Living up the name of the program, the “wave” continues to gain momentum as the quartet envisions taking the program to the internet and eventually, television.
As the issue of racism is still not adequately addressed in Brazil, a nation that has long denied its very existence, there are still millions of people who are most likely affected by the social ill, but perhaps don’t know how to identify it or are in denial about having possibly experienced it. As we have seen, racism affects not adults, but also school aged children. As such, six years ago, four black women came together and to discuss the possibility of bringing anti-racist education to schools.
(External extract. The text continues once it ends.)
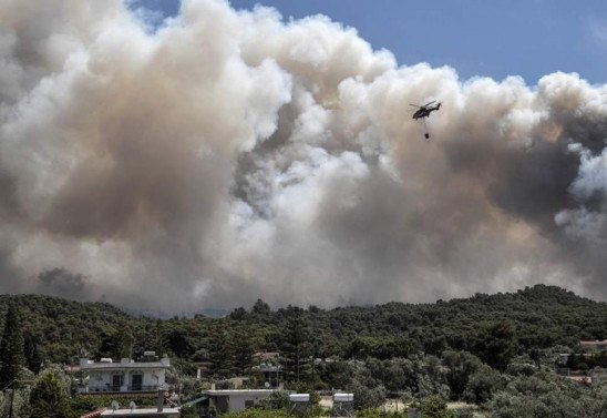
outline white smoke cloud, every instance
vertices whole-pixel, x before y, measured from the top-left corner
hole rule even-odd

With the participation of businesswomen Jaciana Melquiades and Tainá Almeida, university student Jessyca Liris and the audiovisual producer company Suzane Santos, the Meninas Black Power collective came to be. Having already earned a reputation in the blog-o-sphere, within a few years, the young women created a YouTube channel as a platform in which to discuss topics such as motherhood, entrepreneurship and culture.
“Our Youtube channel emerged from our need to talk about different topics, as well as educational themes. The main goal is to create a positive mirror for the pessoa negra (black person) to see and hear, since in mass media our presence is minimal,” said Jaciana, entrepreneur and owner of the toy factory “Era uma vez o mundo” (Once upon a time the world). Jaciana’s young son Mateus made headlines when a Star Wars actor sent him a message after the young boy was enthused at seeing an action figure doll that looked like him. In Brazil, it is still very difficult to find black dolls, which was a springboard for the creation of Jaciana’s toy company.
Striking a chord with their audience, the Meninas Black Power has more than 95,000 followers 23,000 on Instagram and 72,000 on Facebook, yet even with such popularity, the women believe they can reach an even wider audience. With black representation in Brazil being so minuscule, the sky is the limit for those who have something to offer an under-served community.
“Listening and seeing people that look like us improves our self-esteem, makes us realize that we have a lot in common and takes people from a place of solitude. We are still the exception. In a country that has a majority of black people, we should not be an exception, we feel a lack of equity on several levels.
In the month of Black Consciousness, November, the Meninas’ YouTube channel will present new videos being produced by the group.
“Soon, we’ll be able to reach a lot more people with our speech, which is not unique,” concludes the businesswoman.